When Grace, 27 years old and with only a few months left to live, returns to her home town of Brecon, she is catapulted nearly 1800 years into the past. At first she attributes her hallucinations to her brain tumour but as the visions become more detailed and closer to the present day, she becomes involved with a certain wickedly handsome and rather inhuman Roman, who has an obsession with blood.
State of Grace, by Elizabeth Davies, kind of defies classification – it fits somewhere between an urban tale about a modern woman grappling with disease and a supernatural, historical romance. We meet Grace in the present and are able to get a good sense of who she is as a woman in a modern world, before she slips into the past – a sometimes violent and unexplainable place. Grace is an interesting person who’s going through a very difficult time in her life and has the added issue of time-travel thrown into the mix.
Eventually, we’re introduced to the main love interest, Roman – a man with a dark, supernatural secret. I liked the twist on the typical supernatural tale; that is, Roman isn’t some rich aristocrat who’s being waited on – he’s trying to survive, just like Grace. This felt really natural to me – that a supernatural being would just need to survive and therefore wouldn’t always thrive. It was a nice change from the usual pace of unbelievable supers that are pretty much gods on Earth. I also like the fact that we flip back to Grace’s regular time where she’s just as confused as we are – did any of what she “dreamed” about actually happen?
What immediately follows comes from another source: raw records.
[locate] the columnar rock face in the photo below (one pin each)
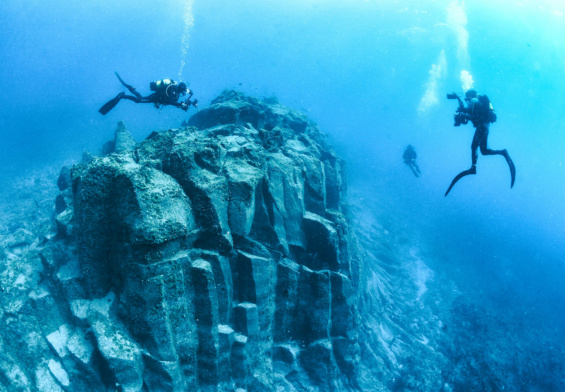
(212, 257)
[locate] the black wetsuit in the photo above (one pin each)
(409, 157)
(167, 96)
(167, 93)
(477, 113)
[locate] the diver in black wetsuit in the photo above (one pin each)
(166, 92)
(480, 112)
(409, 157)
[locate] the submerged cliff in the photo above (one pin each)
(215, 256)
(223, 256)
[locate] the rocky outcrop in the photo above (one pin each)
(212, 257)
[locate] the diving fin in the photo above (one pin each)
(110, 104)
(130, 88)
(472, 170)
(512, 167)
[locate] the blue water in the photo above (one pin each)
(361, 70)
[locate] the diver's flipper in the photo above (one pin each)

I found Roman to be a very interesting character in addition to Grace, but I feel like I got to know them separately and not together, and not fully. It would have been nice to see more dialogue between them to work out some nuances of their character.
For me, the story posed more questions than it answered. It’s understandable that there should be unanswered questions for a book that’s anticipating a sequel, but for me there needs to be a sense of accomplishment – like I’ve been able to get into the heads of the characters a bit. I felt, for as much as we were given about Grace, like I didn’t get to know her very well – like she and Roman were hiding from me, which added a level of disconnect.
Grace’s illness is another interesting issue for me. It doesn’t factor into the story quite the way I would have imagined, which is fine, but it also doesn’t seem to impede her much in the past – which is odd, considering she’s been told her disease is fatal. It’s possible that this will resolved in the subsequent book, though it would have been nice to see her work through it a bit more with Roman around.
All in all, I’m interested to see where the next novel goes and I believe that it this series will only become richer with time.
If you enjoy time-traveling novels with a supernatural vibe, then this book is for you.